# Dozer got his Canine Good Citizen last night!



## Jessica H (Mar 14, 2009)

Last night I got to meet kleinenHain who was in NH visiting my breeder and she gave Dozer the CGC. He did really well and I am so happy he is such a good dog. Maybe being so laid back is good for something, lol!

I really want to do Therapy Dog but I have to wait until he is a year old.


----------



## HeidiW (Apr 9, 2009)

Congratulations to Dozer! Do you have any bigger piks of Dozer he looks like a handsome bi-color but I want to see upclose I need glasses.

Who is your breeder?


----------



## Jessica H (Mar 14, 2009)

Here are some bigger pics. He is the best, he is so laid back and so handsome. I get stopped on the street and people wait by my car to ask me about him. I think it is b/c people are used the sables and saddlebacks.

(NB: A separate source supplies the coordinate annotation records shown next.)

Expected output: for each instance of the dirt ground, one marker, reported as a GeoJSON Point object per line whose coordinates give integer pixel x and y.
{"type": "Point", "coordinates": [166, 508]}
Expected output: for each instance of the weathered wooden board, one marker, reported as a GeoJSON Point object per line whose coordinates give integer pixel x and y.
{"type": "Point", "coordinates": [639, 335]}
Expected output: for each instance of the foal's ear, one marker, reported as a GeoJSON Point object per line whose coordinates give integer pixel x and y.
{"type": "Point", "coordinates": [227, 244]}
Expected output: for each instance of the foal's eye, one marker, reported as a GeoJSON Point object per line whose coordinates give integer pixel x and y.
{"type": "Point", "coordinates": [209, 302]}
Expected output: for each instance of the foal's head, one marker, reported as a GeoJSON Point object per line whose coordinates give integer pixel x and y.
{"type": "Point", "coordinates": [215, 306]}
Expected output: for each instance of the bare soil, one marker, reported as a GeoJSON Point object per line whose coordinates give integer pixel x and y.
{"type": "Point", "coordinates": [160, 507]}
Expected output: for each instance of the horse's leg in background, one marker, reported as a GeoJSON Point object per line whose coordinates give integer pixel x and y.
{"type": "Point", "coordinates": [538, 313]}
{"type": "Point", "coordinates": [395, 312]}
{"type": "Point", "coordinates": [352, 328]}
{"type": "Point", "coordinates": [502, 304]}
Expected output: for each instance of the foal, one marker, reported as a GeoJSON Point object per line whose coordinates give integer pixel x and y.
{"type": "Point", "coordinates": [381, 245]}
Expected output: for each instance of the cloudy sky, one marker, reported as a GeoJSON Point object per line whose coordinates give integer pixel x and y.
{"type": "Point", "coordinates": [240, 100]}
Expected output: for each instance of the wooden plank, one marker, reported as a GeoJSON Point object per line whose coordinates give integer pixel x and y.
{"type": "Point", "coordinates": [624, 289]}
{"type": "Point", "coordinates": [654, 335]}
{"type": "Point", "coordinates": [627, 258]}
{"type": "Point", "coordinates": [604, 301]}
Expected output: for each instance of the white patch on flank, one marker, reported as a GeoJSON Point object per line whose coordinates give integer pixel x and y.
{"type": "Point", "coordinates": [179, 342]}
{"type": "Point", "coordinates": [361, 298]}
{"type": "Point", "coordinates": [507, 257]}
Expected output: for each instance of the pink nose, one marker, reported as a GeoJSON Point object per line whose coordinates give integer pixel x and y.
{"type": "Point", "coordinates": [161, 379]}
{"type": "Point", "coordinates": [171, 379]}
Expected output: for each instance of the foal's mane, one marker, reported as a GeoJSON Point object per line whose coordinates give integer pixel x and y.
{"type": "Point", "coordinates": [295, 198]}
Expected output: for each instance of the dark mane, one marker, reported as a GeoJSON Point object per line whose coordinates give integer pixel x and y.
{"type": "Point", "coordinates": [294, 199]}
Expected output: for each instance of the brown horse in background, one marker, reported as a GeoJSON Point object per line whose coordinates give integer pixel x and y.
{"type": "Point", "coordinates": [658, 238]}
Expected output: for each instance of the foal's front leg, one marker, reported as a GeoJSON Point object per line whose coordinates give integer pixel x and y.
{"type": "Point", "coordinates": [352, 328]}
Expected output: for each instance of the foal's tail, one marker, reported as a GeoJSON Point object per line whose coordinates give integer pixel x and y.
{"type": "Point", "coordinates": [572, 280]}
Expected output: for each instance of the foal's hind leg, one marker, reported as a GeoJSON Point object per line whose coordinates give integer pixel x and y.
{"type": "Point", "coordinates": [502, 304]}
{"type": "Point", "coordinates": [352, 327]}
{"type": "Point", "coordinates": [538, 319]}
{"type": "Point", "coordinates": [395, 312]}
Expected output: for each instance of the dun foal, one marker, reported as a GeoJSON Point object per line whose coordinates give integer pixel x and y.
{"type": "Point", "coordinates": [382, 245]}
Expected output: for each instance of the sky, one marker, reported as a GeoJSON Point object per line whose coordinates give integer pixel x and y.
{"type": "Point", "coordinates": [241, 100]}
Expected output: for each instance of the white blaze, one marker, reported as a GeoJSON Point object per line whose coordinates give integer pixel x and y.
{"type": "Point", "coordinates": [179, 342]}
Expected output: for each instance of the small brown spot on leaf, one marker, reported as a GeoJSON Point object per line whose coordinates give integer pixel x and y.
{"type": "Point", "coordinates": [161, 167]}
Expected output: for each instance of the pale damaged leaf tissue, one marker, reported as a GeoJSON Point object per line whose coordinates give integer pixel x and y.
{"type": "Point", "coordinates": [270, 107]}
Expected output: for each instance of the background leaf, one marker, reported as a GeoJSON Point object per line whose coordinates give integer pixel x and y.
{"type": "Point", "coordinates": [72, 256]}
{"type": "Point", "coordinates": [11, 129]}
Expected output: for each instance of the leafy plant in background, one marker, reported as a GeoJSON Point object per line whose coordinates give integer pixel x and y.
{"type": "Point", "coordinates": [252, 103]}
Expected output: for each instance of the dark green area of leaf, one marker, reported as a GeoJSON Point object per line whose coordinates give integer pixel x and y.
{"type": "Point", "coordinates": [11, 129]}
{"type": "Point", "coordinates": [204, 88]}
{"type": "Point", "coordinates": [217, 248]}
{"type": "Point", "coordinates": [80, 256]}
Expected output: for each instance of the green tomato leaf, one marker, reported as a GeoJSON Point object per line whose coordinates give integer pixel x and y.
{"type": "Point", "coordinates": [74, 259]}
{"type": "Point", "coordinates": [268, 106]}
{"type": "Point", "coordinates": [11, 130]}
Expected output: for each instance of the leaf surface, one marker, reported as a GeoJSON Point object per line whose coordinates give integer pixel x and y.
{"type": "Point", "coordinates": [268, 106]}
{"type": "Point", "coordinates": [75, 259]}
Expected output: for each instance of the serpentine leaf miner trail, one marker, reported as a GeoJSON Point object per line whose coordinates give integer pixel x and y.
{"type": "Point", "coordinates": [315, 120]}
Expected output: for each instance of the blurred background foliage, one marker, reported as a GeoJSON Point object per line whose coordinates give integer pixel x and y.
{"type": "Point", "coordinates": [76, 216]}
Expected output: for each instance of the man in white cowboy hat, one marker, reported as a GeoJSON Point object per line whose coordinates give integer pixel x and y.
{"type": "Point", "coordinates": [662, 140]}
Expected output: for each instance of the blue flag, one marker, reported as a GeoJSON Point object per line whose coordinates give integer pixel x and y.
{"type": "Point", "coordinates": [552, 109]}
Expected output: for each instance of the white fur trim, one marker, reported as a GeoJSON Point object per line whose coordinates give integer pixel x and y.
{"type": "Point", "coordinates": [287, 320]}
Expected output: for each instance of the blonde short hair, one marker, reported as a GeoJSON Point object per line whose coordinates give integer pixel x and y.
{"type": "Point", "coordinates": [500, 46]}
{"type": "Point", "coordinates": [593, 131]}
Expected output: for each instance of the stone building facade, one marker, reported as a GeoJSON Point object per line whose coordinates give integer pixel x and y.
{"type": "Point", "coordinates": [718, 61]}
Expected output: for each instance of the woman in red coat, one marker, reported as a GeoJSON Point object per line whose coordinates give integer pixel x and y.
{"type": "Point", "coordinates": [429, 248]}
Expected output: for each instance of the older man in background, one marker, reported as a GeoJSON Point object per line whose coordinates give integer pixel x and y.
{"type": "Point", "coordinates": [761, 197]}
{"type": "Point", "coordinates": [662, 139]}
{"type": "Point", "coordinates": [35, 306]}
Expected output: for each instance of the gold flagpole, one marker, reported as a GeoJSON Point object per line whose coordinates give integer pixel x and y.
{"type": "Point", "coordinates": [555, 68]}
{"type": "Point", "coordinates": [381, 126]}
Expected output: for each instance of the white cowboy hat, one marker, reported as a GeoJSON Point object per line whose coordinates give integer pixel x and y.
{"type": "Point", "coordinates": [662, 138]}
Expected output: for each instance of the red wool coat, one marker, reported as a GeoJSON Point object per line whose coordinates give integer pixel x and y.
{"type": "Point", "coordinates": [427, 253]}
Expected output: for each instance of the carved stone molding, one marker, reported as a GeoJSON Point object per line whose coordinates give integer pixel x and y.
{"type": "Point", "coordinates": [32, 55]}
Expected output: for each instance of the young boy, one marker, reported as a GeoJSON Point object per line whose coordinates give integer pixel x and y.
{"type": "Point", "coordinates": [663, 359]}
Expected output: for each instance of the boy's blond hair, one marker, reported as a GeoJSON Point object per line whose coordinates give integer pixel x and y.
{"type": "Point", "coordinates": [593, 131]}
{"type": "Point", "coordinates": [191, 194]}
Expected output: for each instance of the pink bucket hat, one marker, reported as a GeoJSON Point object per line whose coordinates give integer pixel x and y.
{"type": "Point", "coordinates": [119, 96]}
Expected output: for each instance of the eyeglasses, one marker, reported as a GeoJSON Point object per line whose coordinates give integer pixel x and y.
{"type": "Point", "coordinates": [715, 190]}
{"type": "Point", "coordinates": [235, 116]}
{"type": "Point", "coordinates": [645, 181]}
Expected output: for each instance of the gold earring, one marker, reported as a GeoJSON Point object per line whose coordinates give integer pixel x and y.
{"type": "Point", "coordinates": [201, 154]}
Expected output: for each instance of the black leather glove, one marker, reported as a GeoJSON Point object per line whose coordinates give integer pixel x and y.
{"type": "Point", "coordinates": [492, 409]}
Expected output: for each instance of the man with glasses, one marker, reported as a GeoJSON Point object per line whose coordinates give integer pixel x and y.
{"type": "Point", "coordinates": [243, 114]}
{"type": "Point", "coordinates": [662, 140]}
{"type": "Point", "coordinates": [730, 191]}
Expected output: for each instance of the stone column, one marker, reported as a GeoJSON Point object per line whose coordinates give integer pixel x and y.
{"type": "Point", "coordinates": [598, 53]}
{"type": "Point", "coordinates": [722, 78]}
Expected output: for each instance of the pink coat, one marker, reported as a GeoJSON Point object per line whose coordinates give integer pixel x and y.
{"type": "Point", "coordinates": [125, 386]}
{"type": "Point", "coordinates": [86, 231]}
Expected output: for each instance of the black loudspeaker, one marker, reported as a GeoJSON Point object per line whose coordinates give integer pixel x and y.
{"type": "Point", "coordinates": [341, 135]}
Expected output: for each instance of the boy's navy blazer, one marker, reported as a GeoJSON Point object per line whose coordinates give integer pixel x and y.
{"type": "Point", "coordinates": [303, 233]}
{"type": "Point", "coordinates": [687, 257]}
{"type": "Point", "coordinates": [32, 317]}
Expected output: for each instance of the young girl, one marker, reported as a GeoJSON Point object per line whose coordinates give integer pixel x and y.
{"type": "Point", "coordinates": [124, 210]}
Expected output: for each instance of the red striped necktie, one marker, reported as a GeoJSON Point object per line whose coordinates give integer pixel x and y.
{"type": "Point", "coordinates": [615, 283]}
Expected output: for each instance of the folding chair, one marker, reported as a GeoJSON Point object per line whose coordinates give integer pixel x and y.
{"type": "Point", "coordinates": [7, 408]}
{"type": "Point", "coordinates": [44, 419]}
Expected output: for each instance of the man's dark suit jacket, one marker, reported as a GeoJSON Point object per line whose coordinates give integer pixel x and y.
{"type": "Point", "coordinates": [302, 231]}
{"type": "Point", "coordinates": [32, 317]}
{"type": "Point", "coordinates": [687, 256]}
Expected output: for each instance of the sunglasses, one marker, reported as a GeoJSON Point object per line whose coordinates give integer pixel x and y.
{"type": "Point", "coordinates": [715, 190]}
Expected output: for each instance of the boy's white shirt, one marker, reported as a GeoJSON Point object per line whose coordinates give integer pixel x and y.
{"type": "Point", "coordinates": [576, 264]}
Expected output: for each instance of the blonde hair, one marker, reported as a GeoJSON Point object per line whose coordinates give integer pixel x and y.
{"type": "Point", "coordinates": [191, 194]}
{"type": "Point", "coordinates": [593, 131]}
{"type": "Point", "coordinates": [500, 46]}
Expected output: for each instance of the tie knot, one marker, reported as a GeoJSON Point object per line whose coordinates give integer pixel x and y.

My breeder is Pam Lake, Von Hena-C in Webster. She is great and her dogs are wonderful!!!!

These were from months ago, he has gotten much bigger and he is getting more of the adult look. I need to take more soon before he is full grown.


----------



## SunCzarina (Nov 24, 2000)

Cousin Otto says way to go Dozer! He's so handsome now, that head is going to be tremendous.


----------



## HeidiW (Apr 9, 2009)

Oh yea, I heard of them/her! He is a handsome guy. I wanted Bi-Color also but I could not find one at the time. Oh well I love my guys. Black/tan female and Sable guy my first sable so I am excited about what he will look like.


----------



## Kayla's Dad (Jul 2, 2007)

Dozer on getting your C.G.C.


----------



## Skye'sMom (Jul 11, 2004)

Congrats, Dozer for getting your CGC! And so young - you should have no problem becoming a therapy dog when you are old enough.


----------



## Cassidy's Mom (Mar 30, 2003)

Great job!


----------



## JakodaCD OA (May 14, 2000)

Congrats Dozer !! Did you meet Masi's "daddy" Max ???))


----------



## Jessica H (Mar 14, 2009)

Yes he met Max. Max is so beautiful and so well trained. Very impressive!!!


----------



## kleinenHain (Sep 20, 2007)

Jess it was a honor to be the one to award Dozer his CGC he is a real love. Dozer will make a wonderful Therapy dog.


----------



## Jessica H (Mar 14, 2009)

Thanks, it was more of an honor to meet Max though, he is a great dog as well.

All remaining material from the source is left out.